Autore anche di un podcast su quanto accaduto la sera dell’11 dicembre 2006, spiega documenti e audio inediti che, secondo indiscrezioni, potrebbero essere tra gli atti che la difesa potrebbero inserire nella richiesta di revisione che si apprestano a depositare a Brescia. “Si sostiene che Frigerio, rimasto ferito, farà il nome di Olindo il 20 dicembre 2006, quando si sarebbe ‘liberato di un peso’, e invece il giorno dopo il figlio mette a verbale che suo padre non ha cambiato versione sullo ‘sconosciuto, con la pelle olivastra e più alto di lui’, il 22 dicembre all’avvocato dice di non ricordare nulla, e il giorno dopo la figlia conferma la versione del fratello. Mancano audio o brogliacci di un colloquio con i carabinieri a fine dicembre, dal 28 dicembre al 3 gennaio 2007 non si ha traccia delle intercettazioni in ospedale, il 2 gennaio registra il video del riconoscimento ma quanto accade prima resta un mistero”.
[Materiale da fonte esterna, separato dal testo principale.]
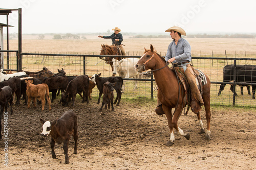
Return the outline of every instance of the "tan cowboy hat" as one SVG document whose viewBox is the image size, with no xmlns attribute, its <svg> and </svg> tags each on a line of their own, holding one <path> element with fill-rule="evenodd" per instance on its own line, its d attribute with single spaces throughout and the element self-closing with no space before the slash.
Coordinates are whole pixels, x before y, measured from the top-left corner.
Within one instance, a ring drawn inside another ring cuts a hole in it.
<svg viewBox="0 0 256 170">
<path fill-rule="evenodd" d="M 112 31 L 118 31 L 119 32 L 121 32 L 121 30 L 118 28 L 118 27 L 115 27 L 114 29 L 112 29 Z"/>
<path fill-rule="evenodd" d="M 184 31 L 184 30 L 180 27 L 174 26 L 168 29 L 168 30 L 165 30 L 165 32 L 170 32 L 171 30 L 177 31 L 180 33 L 181 35 L 186 35 L 186 32 L 185 31 Z"/>
</svg>

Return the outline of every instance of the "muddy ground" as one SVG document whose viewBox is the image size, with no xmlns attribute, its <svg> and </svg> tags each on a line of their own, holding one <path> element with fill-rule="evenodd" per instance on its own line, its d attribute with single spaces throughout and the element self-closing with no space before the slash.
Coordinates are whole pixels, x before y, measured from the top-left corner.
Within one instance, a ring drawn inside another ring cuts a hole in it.
<svg viewBox="0 0 256 170">
<path fill-rule="evenodd" d="M 0 142 L 0 169 L 255 169 L 256 114 L 253 109 L 211 109 L 211 140 L 199 134 L 196 115 L 182 114 L 179 125 L 190 132 L 186 140 L 177 132 L 175 143 L 169 138 L 166 118 L 154 111 L 155 103 L 121 101 L 115 111 L 99 111 L 93 99 L 89 104 L 77 99 L 74 108 L 57 101 L 52 111 L 40 105 L 27 109 L 22 104 L 8 114 L 8 151 Z M 62 145 L 55 145 L 57 159 L 51 154 L 50 137 L 40 135 L 42 117 L 53 120 L 69 109 L 78 116 L 78 154 L 74 154 L 73 137 L 69 145 L 70 164 L 65 164 Z M 9 109 L 8 109 L 8 110 Z M 206 127 L 203 109 L 201 116 Z M 3 123 L 3 120 L 2 120 Z M 3 134 L 3 130 L 2 130 Z M 8 153 L 8 166 L 4 156 Z"/>
</svg>

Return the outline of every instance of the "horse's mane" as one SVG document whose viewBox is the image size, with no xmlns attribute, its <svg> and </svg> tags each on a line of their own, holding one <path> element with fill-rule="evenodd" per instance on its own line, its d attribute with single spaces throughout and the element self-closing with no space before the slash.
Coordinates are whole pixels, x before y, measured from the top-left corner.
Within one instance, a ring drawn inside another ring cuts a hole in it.
<svg viewBox="0 0 256 170">
<path fill-rule="evenodd" d="M 145 54 L 145 53 L 146 53 L 146 52 L 149 52 L 150 51 L 151 51 L 151 50 L 145 50 L 145 52 L 143 53 L 143 54 Z M 165 60 L 164 58 L 163 58 L 163 57 L 161 56 L 160 54 L 159 54 L 158 53 L 157 53 L 157 52 L 156 52 L 156 51 L 154 51 L 154 53 L 155 53 L 163 61 L 164 61 L 164 62 L 166 62 L 165 61 Z"/>
</svg>

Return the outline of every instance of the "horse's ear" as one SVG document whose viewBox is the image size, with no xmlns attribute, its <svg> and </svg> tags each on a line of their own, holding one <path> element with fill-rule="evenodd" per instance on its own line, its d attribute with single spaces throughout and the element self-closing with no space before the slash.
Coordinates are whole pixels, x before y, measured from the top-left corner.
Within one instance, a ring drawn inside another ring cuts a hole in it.
<svg viewBox="0 0 256 170">
<path fill-rule="evenodd" d="M 121 64 L 121 63 L 122 63 L 123 61 L 123 59 L 122 59 L 121 60 L 119 61 L 119 64 Z"/>
<path fill-rule="evenodd" d="M 152 45 L 152 44 L 150 44 L 150 51 L 152 52 L 154 52 L 154 47 L 153 45 Z"/>
</svg>

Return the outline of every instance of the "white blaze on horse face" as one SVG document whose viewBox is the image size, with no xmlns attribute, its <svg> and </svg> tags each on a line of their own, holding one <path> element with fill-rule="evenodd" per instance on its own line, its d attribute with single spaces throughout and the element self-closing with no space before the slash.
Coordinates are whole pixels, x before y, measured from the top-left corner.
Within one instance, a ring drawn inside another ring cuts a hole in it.
<svg viewBox="0 0 256 170">
<path fill-rule="evenodd" d="M 42 134 L 44 135 L 48 136 L 51 132 L 51 130 L 47 131 L 47 128 L 51 127 L 51 123 L 50 121 L 46 121 L 44 125 L 42 125 Z"/>
<path fill-rule="evenodd" d="M 96 84 L 95 82 L 95 77 L 96 77 L 96 74 L 94 74 L 92 76 L 92 78 L 91 78 L 91 80 L 92 80 L 92 82 L 94 83 L 94 84 Z"/>
</svg>

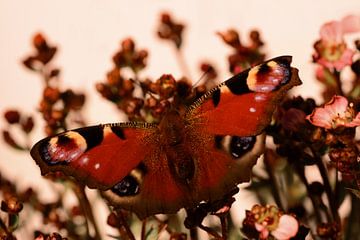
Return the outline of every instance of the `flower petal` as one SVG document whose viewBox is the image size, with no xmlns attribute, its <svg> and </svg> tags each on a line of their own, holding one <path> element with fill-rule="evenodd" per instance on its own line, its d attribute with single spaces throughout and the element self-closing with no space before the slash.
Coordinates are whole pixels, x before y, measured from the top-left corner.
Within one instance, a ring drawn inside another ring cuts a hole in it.
<svg viewBox="0 0 360 240">
<path fill-rule="evenodd" d="M 278 240 L 287 240 L 296 235 L 299 230 L 298 221 L 291 215 L 282 215 L 278 227 L 271 232 Z"/>
<path fill-rule="evenodd" d="M 344 117 L 347 110 L 348 100 L 343 96 L 335 95 L 324 107 L 315 110 L 306 117 L 312 125 L 330 129 L 333 127 L 333 120 Z"/>
</svg>

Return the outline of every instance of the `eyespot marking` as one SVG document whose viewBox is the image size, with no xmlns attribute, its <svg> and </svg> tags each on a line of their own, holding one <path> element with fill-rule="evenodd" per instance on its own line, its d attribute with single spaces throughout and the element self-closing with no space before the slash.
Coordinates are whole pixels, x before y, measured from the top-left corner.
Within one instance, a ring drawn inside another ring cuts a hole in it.
<svg viewBox="0 0 360 240">
<path fill-rule="evenodd" d="M 111 191 L 120 197 L 135 196 L 139 193 L 139 190 L 139 183 L 131 175 L 127 175 L 111 188 Z"/>
<path fill-rule="evenodd" d="M 240 158 L 245 153 L 250 151 L 256 142 L 256 137 L 237 137 L 234 136 L 231 138 L 229 151 L 234 158 Z"/>
</svg>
A non convincere il cronista è anche la “discrasia nelle confessioni. Nell’appartamento della strage la luce era staccata e le imposte chiuse, l’unico modo di vedere i particolari che Olindo riferisce era che avesse visto le foto. La macchia di sangue nell’auto la vede solo chi l’ha repertata. Ci sono da sempre le prove dell’innocenza negli atti mai acquisiti a dibattimento, ci sono audio mai trascritti: dicevano ‘non utili alle indagini’ invece secondo me sono utilissime” conclude Edoardo Montolli.